No time for fooling around. Just get to the point. And since that point can show up at any time, I have to be paying attention.
Paying attention to sermons is new for me. In the past my mind would often wander because my mind tends to do that during a 45 minute Sunday morning “sermon”/lecture/doctrinal beat down/look-at-how-much-I-know session.
In a way, I miss those days. I got some of my best writing ideas daydreaming. And those times when I was paying attention, long sermons allowed me to flex my judgmental muscles, thinking of all the ways that, if I were preaching on that verse, it would be so much better.

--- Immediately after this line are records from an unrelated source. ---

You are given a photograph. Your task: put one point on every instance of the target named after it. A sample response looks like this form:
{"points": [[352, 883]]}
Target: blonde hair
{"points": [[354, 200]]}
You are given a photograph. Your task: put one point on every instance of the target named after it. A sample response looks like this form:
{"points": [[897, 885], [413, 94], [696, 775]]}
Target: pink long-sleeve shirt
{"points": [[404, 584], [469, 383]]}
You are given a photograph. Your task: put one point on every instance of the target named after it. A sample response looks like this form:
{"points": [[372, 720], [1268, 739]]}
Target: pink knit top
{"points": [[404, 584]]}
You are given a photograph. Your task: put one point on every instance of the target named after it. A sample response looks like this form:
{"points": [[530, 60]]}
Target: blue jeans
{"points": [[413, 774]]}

Don’t judge me too hard for that last part. I learned that in my seminary “how to preach” classes. Some of you know exactly what I’m talking about. Listen to your classmate preach (badly) and then “evaluate” the sermon, which means rip it to shreds. It’s like asking wolves to “evaluate” that sheep over there tied to a post.
Where was I? Oh yes. I like Episcopal sermons because they are short and I pay attention–and that increases the possibility that I will learn something. Which happened today.
I learned why we do that thing every week that is so horrible for introverts: “exchanging the peace.”
My chest tightened just typing that. Can’t I just nod to you across the aisle (“We’re good, right”?). I mean, I never did anything to you? Why all the touching and eye contact and talking?
Today’s homily was on John 20:19-29, Jesus’s post-resurrection appearance to his frightened disciples. I never made the connection before, but three times Jesus says, “Peace be with you.”
“Peace” is not the absence of warfare or conflict. After the second “Peace be with you,” Jesus breathes on the disciples, which echoes the Adam story and the reviving of the “dry bones” in Ezekiel’s prophecy (Ezekiel 37).
Breathing symbolizes the divine giving of life, of new life, one marked by the presence of resurrection. So when we exchange the peace before the Eucharist, we are acknowledging the reality of that new God-given life in ourselves and in others to which the Eucharist points.
I still don’t like doing it but at least I know what’s going on–and I can feel guilty about not liking it for the right reasons.